98.04.15
POING FINAL
Pierre Bourque avait dit non; c'est oui. Oui, Les fonctionnaires de
la Ville de Montréal, obtiennent des augmentations. Mais, pour ne
choquer personne, on ne parlera pas d'augmentations de salaires. On va parler
de "boni". 32 millions de boni pour les cols-blancs et bleus.
Et, pour les cols-bleus qui ne travaillent déjà plus que 4
jours par semaine, une petite heure en moins (de 36 à 35) chaque
semaine. Ah, oui, j'oubliais il y a aussi 9 congés payés auxquels
avaient renoncé 350 cols-bleus quand ils ont eu la semaine de 4 jours
en 1995; c'était vraiment trop triste, on les leur a remis.
Ca, c'est pour les col-bleus. Montréal est forcé par Québec
de réduire ses salaires de 46 millions par années, mais on
les trouvera ailleurs, les millions. On ne badine pas avec les cols-bleus.
Les cols-bleus, c'est ce syndicat accusé à répétition
de promouvoir la violence, le chantage, l'intimidation. C'est le syndicat
dont les dirigeants ont été condamnés par le tribunaux.
Le modèle de la négociation syndicale "au bras".
Les cols-bleus viennent de remporter une autre victoire.
Zappez sur un autre canal. En février 1993, Métro-Richelieu
décide de foutre à la porte ses 150 camionneurs et de les
remplacer par une structure de sous-traitance - lisez: par d'autres camionneurs
qui seront payés moinscher. Métro-Richelieu en avait-elle
le droit ? NON, disait la convention collective des camionneurs. NON, décide
la Cour supérieure au mois d'août de cette année (enfin!).
NON, confirme la Cour d'appel au mois d'octobre. "Messieurs de Métro-Richelieu"
- dit la Justice-au bras-lent - "il faut ré-embaucher ces camionneurs".
Vous croyez que c'est réglé? Vous croyez que la Justice, dans
un pays qui se dit un "État de droit" peut porter des jugements
et les faire exécuter? Détrompez-vous. Les jugements sont
exécutoires si vous êtes un rien-du-tout, un à-coté-de-la
track, un citoyen ordinaire qui ne remet pas les livres à temps à
la bibliothèque municipale... mais, si vous êtes une société
milliardaire comme Métro-Richelieu, les jugements ne sont que les
péripéties d'une longue saga sans fin.

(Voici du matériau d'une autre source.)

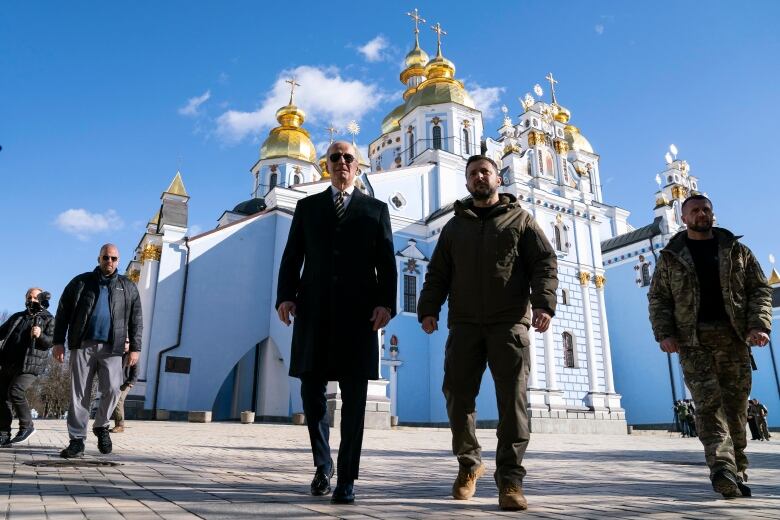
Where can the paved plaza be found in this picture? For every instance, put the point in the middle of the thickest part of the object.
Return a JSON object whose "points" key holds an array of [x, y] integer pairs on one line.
{"points": [[177, 470]]}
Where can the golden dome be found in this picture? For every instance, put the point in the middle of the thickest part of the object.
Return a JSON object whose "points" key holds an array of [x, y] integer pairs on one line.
{"points": [[391, 122], [289, 139], [562, 115], [576, 140]]}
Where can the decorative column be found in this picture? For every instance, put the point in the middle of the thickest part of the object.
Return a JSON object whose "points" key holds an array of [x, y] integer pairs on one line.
{"points": [[613, 399], [536, 395], [554, 395], [595, 399]]}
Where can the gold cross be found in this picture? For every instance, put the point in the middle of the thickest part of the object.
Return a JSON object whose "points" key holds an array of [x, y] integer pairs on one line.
{"points": [[414, 15], [552, 81], [439, 31], [332, 131], [293, 84]]}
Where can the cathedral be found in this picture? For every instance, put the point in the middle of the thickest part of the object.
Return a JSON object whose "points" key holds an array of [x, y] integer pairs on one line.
{"points": [[212, 338]]}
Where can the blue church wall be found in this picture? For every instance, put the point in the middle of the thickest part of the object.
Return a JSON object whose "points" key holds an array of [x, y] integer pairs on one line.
{"points": [[239, 270], [640, 369]]}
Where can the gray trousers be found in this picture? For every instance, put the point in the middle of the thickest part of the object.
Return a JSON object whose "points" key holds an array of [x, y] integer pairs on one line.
{"points": [[504, 348], [86, 362]]}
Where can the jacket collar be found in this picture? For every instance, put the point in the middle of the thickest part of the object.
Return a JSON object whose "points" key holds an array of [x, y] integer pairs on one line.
{"points": [[506, 202]]}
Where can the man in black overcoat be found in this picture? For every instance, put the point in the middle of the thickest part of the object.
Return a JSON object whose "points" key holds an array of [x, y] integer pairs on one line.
{"points": [[345, 294]]}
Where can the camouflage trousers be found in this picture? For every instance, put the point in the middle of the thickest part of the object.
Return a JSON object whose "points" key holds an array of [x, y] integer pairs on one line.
{"points": [[718, 374]]}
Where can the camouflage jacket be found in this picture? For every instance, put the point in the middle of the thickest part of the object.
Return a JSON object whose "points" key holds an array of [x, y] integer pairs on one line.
{"points": [[674, 291]]}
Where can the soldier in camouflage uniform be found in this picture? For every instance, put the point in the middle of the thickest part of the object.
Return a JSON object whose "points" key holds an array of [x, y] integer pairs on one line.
{"points": [[709, 300]]}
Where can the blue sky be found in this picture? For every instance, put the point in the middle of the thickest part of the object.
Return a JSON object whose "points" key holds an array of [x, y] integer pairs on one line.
{"points": [[101, 103]]}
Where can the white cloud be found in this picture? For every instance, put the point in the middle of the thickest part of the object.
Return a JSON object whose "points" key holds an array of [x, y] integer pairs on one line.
{"points": [[324, 95], [374, 50], [81, 223], [486, 99], [193, 104]]}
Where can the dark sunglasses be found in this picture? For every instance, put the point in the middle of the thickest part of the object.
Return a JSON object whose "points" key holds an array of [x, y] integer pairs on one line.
{"points": [[348, 157]]}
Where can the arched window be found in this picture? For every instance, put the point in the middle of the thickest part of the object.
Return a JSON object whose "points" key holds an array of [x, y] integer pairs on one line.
{"points": [[645, 274], [437, 137], [568, 350]]}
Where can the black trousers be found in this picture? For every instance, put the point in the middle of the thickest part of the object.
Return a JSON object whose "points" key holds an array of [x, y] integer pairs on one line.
{"points": [[13, 384], [469, 350], [353, 411]]}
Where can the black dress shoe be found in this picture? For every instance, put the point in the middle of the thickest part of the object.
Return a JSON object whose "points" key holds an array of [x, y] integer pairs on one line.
{"points": [[320, 485], [343, 494]]}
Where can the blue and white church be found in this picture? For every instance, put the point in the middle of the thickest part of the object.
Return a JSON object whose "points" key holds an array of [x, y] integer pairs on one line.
{"points": [[213, 341]]}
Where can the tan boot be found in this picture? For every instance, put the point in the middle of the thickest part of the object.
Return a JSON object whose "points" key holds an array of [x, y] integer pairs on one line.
{"points": [[511, 498], [466, 483]]}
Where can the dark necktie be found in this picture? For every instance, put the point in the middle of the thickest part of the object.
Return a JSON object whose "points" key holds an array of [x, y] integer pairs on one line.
{"points": [[340, 205]]}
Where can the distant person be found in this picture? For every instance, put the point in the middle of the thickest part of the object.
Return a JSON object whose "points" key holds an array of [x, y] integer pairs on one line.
{"points": [[25, 339], [98, 310], [709, 300], [131, 376], [495, 266], [761, 413]]}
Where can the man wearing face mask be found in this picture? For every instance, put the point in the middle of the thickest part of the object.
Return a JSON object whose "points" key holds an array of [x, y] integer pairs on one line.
{"points": [[709, 300], [499, 273], [98, 310], [345, 294], [25, 339]]}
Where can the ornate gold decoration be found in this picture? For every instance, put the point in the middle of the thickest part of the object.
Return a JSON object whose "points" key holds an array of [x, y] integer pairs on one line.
{"points": [[561, 146], [177, 186], [151, 252], [679, 192]]}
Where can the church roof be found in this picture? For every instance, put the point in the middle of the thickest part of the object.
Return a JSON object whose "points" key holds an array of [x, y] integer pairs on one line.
{"points": [[632, 237]]}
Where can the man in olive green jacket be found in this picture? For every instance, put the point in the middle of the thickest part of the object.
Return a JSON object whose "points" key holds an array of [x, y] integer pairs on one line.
{"points": [[494, 263], [709, 300]]}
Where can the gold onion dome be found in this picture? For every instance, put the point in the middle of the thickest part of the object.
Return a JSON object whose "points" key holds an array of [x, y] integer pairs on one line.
{"points": [[576, 140], [289, 139]]}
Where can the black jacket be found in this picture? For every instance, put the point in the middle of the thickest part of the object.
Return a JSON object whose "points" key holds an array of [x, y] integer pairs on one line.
{"points": [[36, 356], [78, 301], [348, 270]]}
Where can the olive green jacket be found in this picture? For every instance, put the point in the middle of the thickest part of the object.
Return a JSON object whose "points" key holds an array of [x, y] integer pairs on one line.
{"points": [[491, 268], [674, 291]]}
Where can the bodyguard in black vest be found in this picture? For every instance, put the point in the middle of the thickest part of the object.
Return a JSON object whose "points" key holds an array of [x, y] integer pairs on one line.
{"points": [[345, 294], [25, 339]]}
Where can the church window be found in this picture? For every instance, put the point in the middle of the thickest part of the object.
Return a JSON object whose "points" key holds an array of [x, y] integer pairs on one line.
{"points": [[568, 350], [410, 293], [437, 137], [645, 274]]}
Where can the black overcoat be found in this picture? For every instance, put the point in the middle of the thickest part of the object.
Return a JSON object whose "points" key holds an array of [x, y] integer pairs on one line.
{"points": [[348, 270]]}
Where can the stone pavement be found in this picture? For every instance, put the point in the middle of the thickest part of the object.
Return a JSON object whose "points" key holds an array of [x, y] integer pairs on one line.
{"points": [[177, 470]]}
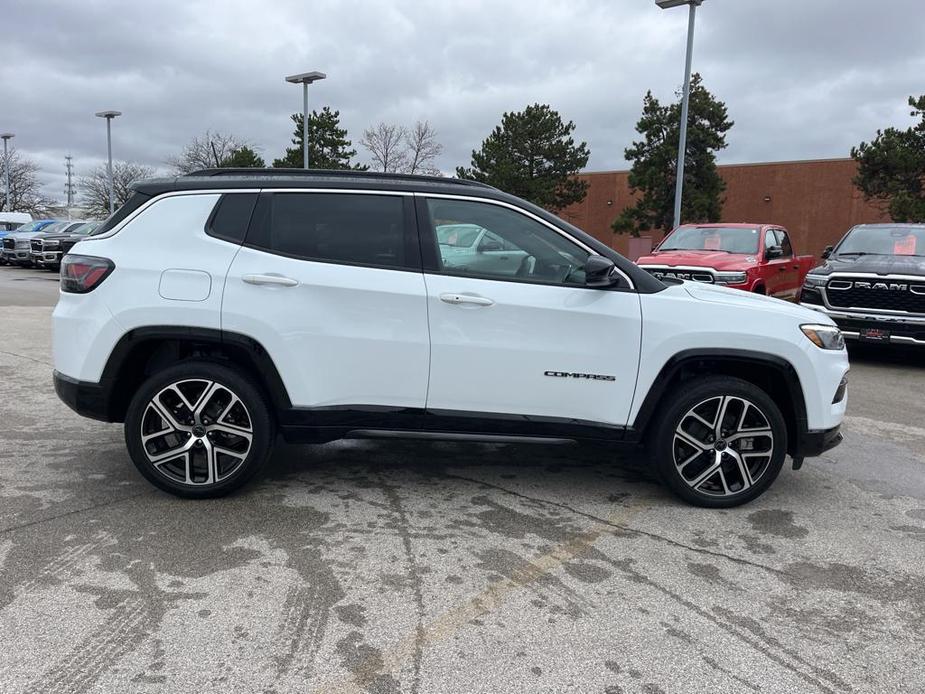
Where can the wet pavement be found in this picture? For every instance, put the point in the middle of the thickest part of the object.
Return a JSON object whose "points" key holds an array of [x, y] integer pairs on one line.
{"points": [[433, 567]]}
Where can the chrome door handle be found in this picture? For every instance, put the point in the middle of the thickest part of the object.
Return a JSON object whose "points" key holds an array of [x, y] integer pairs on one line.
{"points": [[450, 298], [278, 280]]}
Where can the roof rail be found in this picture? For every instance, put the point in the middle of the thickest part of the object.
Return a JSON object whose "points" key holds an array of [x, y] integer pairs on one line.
{"points": [[335, 173]]}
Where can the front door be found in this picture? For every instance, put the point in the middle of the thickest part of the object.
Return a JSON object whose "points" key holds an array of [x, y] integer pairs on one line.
{"points": [[530, 350]]}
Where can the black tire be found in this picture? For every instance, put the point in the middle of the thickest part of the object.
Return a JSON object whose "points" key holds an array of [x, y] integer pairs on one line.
{"points": [[691, 410], [223, 473]]}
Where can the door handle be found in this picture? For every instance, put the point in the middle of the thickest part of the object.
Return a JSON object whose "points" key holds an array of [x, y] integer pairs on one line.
{"points": [[277, 280], [450, 298]]}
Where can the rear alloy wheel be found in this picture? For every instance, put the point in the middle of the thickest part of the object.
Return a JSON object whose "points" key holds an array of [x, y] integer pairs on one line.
{"points": [[198, 429], [722, 444]]}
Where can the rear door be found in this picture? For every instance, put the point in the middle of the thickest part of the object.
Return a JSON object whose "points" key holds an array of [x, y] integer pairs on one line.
{"points": [[531, 351], [330, 283]]}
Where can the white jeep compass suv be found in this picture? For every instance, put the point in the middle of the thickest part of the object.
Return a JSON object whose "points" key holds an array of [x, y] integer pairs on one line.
{"points": [[213, 311]]}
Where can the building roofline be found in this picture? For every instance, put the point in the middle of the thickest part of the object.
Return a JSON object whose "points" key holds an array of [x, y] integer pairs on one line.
{"points": [[728, 166]]}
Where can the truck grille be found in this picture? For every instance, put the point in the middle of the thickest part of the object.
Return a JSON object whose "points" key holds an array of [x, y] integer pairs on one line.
{"points": [[878, 294], [691, 274]]}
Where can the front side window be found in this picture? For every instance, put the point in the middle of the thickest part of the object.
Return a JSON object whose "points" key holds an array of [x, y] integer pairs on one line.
{"points": [[770, 240], [494, 242], [344, 228]]}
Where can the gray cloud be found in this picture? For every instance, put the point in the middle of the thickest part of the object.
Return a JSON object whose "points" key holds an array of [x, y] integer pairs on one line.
{"points": [[802, 78]]}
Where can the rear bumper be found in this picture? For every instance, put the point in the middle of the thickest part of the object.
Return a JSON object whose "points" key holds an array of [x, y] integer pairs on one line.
{"points": [[86, 399], [903, 329]]}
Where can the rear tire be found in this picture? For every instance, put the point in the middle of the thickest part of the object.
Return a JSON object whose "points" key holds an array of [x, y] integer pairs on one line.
{"points": [[199, 430], [721, 443]]}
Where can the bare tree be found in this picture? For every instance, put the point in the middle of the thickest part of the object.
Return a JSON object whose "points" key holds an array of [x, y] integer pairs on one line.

Aujourd'hui même,
les avocats des parties sont en cour, gagnant chacun en quelques heures
la pitance d'un mois d'un assisté social, en train de discuter de
points de droits subtils.
Y a-t-il ou n'y a-t-il pas outrage au tribunal? Et qui aurait commis cet
outrage au tribunal, le Chef de la direction, le Vice-président aux
ressources humaines, ou quelqu'un d'autre? Les camionneurs ne l'ont pas
dit, alors ça change tout, n'est-ce pas? Ça ne vous rappelle
pas la scène chez Ponce Pilate, les soldats qui demandent au Christ:
"Qui t'a frappé"? Et quand on aura réglé
les points de droits subtils, est-ce que les camionneurs QUI ONT EU RAISON
EN JUSTICE retrouveront enfin leurs emplois? Ou une autre procédure
permettra-t-elle au Gros, encore une fois, de se moquer des Petits ? Remarquez
que les Petits, ici, ont été impeccables. Pas de menaces,
pas de vandalisme....
Passez à la troisième chaîne. Maintenant, c'est Louise
Cousineau de La Presse qui constate que les émissions de télévision
qui viennent prendre la défense des citoyens - comme J.E et La Facture
- sont de plus en plus populaires. Gilles Gougeon, animateur de La Facture
, corrobore et déplore que ces émissions "sont en train
de remplacer tous les organismes qui devraient prendre la défense
(des citoyens)" et donc au premier chef les tribunaux.
Ça nous mène où cette situation d'une justice qui n'a
plus prise sur les forts, des faibles qui n'ont plus d'autres recours que
de s'adresser aux médias, de travailleurs bien gentils qui ont raison
mais qui ne réussissent pas à faire valoir leurs droits...
pendant que ceux dont tout le monde dit qu'ils ont tort obtiennent des avantages
par la force ?
Ça mène à la fin de l'État de droit et à
la tentation d'imposer la justice par la violence, à la pulsion presqu'irrésistible
de mettre une paire de baffes aux mercenaires qui viennent cyniquement demander
à la victime "Qui t'a frappé?" Un victoire de délais
gagnée aux points par Métro..., une victoire de petits privilèges
gagnée aux poings par les cols-bleus..., mais la décence et
la justice sont K.O. Et la menace se précise d'un jour où
la force prime le droit, où un poing braqué vaut mieux qu'une
main tendu et devient l'ultime recours. Le poing final.